What do we hear as we settle into our homes under the evening of the fading sun in our little valley? For generations, distant roars of race cars that have lulled children to sleep at bedtime echo into the night. The horn of a passing train, chugging out of town. The sounds of settling moisture dripping from the wet tree branches in our yard as the fog wraps into our gardens.

What do we see under the setting sun as gray clouds crawl with foggy fingers drawn, gripping across the hillsides coming east? Reliable yet timeless, this fog is our ghastly visitor from the sea — that which rises with the inland warmth into our countryside and our town, darkens the windows in our homes, and slows the maturation process of all the grapes on our vines.

This is the Petaluma GAP.

Some 12 years ago, when sommelier Christopher Sawyer and I first started teaming up with all these new, fledgling growers and winemakers to form the Petaluma GAP board, we started to invite and garner attention — if it already hadn’t been garnered — of some big wine names, professors and wine writers from around the country.

With insight, one gentleman, Rusty Gaffney of the Pinot File, recognized and observed: “The quality is consistently high with generous sweet fruit flavors, silky textures and lively acid profiles that bode well for the dinner table. This area will not be a sleeper for long.” And slept it has not.

On Sunday, Nov. 6, the Petaluma GAP aimed to show the world all its cards at its “Wind to Wine” seminars and wine tasting at the Sheraton, Petaluma. In the morning, Dan Berger and Christopher Sawyer hosted seminars on Cool Climate Syrah and Food Friendly Wines. Both were a big hit with audiences and warmed up all the attendees for the main show at the Grand Tasting at 1 p.m.

Led by Petaluma GAP President, Rickey Trombetta, some 33 wineries pouring more than 130 wines opened the cork floodgates and all that is great about Petaluma. Standouts such as Pfendler, Calstar, Guarachi Family and Keller Estate, showcased some of the floor while Bedrock and Arnot Roberts next to Sojourn and Pax Mahle ringed us in delight of all that is cool climate.

Black Kite, Trombetta, Walt Wines and Fogline all augmented the numbers of superb and world-class libations that attribute to this growing list of unprecedented wine-making and viticultural stardom.

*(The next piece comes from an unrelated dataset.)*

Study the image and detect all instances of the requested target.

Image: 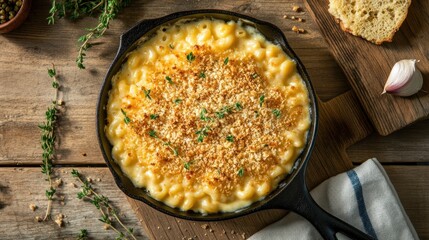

One of the great standouts of the chardonnay wines produced, the 2013 Black Kite Cellars Gap’s Crown Chardonnay, is a crisp, mineral-driven and elegant chardonnay that I just fell in love with. Quality, dry fruit with green orchard notes, silky textures and lively acid profiles that bode well for this wine. Only 250 cases were made.

Another Amazing wine, the 2013 Ramey Rodgers Creek Vineyard Syrah, is a red worthy of international praise. Fashioned like a northern Rhone, it sneaks out its European label and trend with its juicy and concentrated warm and dark California fruit. All the while, however, it adheres to the old world foundations, making it a wine that very few producers in the world can produce. I am not sure I’ve had a better syrah, this year.

Great speeds ignite fiery noises from metal machines relegated to the margins of their distant dirt track from where we hear their engines roar. Around them, the gift of evening gray from the sea slowly returns and begins to work its cooling magic on all that is planted around Petaluma. Again, the world will awaken to these wines and we will not be left sleeping for long.